Сержант выпрямился, приосанился и без стука вошёл в каюту.

– А можно мне тоже? – вполне пристойно попросил гигант, протягивая огромную лапу в сторону таблички.

Джет нахмурился, и попытался спрятать фото в нагрудный карман комбинезона.

– Подслушивал? – поинтересовалась Йоля, и поманила пальцем фараона.

Тот нехотя отдал табличку сержанту.

Монакура Пуу утвердительно кивнул Госпоже, потом внимательно изучил изображение, после чего поднял свои бездонные глаза на молодую женщину в драном миниплатье и усохшую мумию в красной шапочке норвежских китобоев.

– Найди двадцать различий, – пробормотал он и вернул табличку фараону.

– Я только скопирую и верну, – обещающе прошелестел Джет, не глядя в сторону паромщика, и каменная плитка исчезла в нагрудном кармане.

Монакура вздохнул:

– Грим вернулся, мокрый, злой, в крыле пуля. Я вытащил.

– Говорит, что эти уроды волосатые сами в говно вляпались, и его подставили.

– Говорит, что оба ранены и, до кучи, безнадёжно глупы, чтобы побороть свою гордость и признаться в этом друг другу.

– Говорит, что если мы не придём на помощь, то популяция нашего отряда сократится на двух ослов.

– Говорит, есть заводь для высадки.

– Говорит, что эти два пидараса забрали всю его рыбу.

– Говорит, что полетел отсюда прочь, потому что, если мелкая узнает о прекрасном продолжении круиза, она всех тут перестреляет, а потом покончит с собой, а он ещё жить хочет.

– Хм, – задумалась Йоля и, закрыв глаза, вроде бы задремала.

Джет медитировал, Аарон невозмутимо копался в навигационных приборах. Монакура подошёл к барной стойке и, поискав бутылку, ничего не нашёл. Он плеснул в чашку кипяточку и бросил туда же позеленевший от плесени чайный пакетик. Его, похоже, уже заваривали.

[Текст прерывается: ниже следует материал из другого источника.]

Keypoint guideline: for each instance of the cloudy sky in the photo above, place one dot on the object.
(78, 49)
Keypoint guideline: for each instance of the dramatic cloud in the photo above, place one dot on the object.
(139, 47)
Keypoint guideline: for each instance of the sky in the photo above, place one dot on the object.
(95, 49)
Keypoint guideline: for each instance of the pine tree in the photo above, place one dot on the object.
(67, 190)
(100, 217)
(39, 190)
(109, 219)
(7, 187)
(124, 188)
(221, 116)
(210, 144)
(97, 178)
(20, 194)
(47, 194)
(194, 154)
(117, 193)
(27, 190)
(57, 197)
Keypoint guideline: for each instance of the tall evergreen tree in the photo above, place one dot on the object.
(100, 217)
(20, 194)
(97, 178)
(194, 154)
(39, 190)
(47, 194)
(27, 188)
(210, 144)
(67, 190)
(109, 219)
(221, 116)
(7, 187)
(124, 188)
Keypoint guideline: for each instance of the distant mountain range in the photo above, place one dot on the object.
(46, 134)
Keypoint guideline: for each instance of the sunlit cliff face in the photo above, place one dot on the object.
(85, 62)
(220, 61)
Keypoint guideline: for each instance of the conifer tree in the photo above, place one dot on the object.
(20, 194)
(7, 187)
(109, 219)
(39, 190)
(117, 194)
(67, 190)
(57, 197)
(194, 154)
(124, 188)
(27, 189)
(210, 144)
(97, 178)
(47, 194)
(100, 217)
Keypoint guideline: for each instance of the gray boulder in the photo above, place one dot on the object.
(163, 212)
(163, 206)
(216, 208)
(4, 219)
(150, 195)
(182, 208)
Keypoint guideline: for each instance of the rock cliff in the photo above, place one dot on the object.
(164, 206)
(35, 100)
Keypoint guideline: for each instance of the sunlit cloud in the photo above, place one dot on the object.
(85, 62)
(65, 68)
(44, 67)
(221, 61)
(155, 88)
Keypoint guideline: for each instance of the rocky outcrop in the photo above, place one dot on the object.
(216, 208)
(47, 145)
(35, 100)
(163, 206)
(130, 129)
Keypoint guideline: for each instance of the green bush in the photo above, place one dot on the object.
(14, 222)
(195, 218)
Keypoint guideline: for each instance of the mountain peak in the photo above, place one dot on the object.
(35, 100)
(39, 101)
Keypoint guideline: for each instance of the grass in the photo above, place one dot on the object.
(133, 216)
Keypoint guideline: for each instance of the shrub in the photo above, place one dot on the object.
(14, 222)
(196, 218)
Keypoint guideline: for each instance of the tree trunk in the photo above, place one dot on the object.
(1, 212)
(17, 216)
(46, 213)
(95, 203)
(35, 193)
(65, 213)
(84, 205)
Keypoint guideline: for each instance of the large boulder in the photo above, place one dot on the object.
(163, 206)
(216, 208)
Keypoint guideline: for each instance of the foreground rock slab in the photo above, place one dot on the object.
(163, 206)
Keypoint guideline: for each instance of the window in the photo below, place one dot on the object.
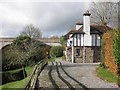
(77, 52)
(95, 40)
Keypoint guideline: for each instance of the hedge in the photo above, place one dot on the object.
(107, 51)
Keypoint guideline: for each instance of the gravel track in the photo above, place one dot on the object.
(63, 74)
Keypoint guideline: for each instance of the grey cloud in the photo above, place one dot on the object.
(53, 18)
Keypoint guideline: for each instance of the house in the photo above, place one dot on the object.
(84, 43)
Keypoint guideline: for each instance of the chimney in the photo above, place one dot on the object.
(86, 22)
(79, 25)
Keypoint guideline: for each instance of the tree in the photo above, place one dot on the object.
(104, 12)
(32, 31)
(56, 51)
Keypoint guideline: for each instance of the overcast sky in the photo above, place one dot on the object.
(53, 18)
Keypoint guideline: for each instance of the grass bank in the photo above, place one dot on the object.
(107, 75)
(18, 84)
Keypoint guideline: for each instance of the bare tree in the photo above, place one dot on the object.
(32, 31)
(104, 12)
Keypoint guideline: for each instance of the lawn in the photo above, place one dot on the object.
(18, 84)
(107, 75)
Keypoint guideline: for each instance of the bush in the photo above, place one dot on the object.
(56, 51)
(23, 51)
(102, 65)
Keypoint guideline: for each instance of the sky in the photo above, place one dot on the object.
(52, 18)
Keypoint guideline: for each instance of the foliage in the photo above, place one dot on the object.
(51, 60)
(12, 76)
(107, 75)
(56, 51)
(116, 47)
(102, 12)
(32, 31)
(18, 84)
(102, 65)
(116, 50)
(23, 51)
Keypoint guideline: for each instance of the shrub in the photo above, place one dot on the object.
(12, 76)
(56, 51)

Год назад.

Звериные глаза распахнулись, пламя ещё не разгорелось, но уже дымило, шо пиздец.

– Как ты там говоришь, мой хороший... Десант своих не бросает? Готовьте «Ньялу». Аарон, заводи двигатель, причаливаем.

Монакура одобрительно ухмыльнулся и решительно произнёс, как отрезал. Таким тоном генералы отдают приказы.

– Я говорил «диверсант». «Диверсант своих не бросает». Мы с моими бойцами справимся, Йоля. Останься с маленькой ярлицей. Неправильно оставлять её с кучей ходячих зомбаков...

Дверь помещения капитанского мостика отлетела от сильного пинка и внутрь ворвался ветер, запах озона и первые крупные градины. Аглая Бездна вперила в предводительницу обличительный взгляд блестящих очей и все черти преисподней повылазали через её чернейшие зраки.

– Подслушивала? – невозмутимо поинтересовалась Йоля.

Бездна глубоко вдохнула, широко открыла огромный, рабочий рот, и...

...И увидела Джета.

Она взвизгнула, прыгнула в сторону и, спрятавшись в Монакуре Пуу, навела на фараона ствол автоматического пистолета «Глок».

– Что это, что это что это?

У девушки тряслись губы и жёстко дёргался правый глаз.

– Познакомься, госпожа молодой адепт, – старый паромщик выдвинулся вперёд, выступая вперёд, словно заправский герольд.

Он обозначил церемониальный поклон усохшему мертвецу и, раздувая от важности впалые щёки, добавил:

– Владыка Джет, Великий Фараон Верхнего и Нижнего Египта, и, по-совместительству, мой первый помощник.

Джет благосклонно кивнул.

Йоля три раза похлопала в ладоши.

Аглая Бездна нажала спусковой крючок, и грудь мертвеца порскнула столбиком пыли.

Монакура Пуу отобрал у девушки пистолет.

Джет покопался в рёбрах и выудил маленькую пульку. Дырка на его груди вмиг затянулась.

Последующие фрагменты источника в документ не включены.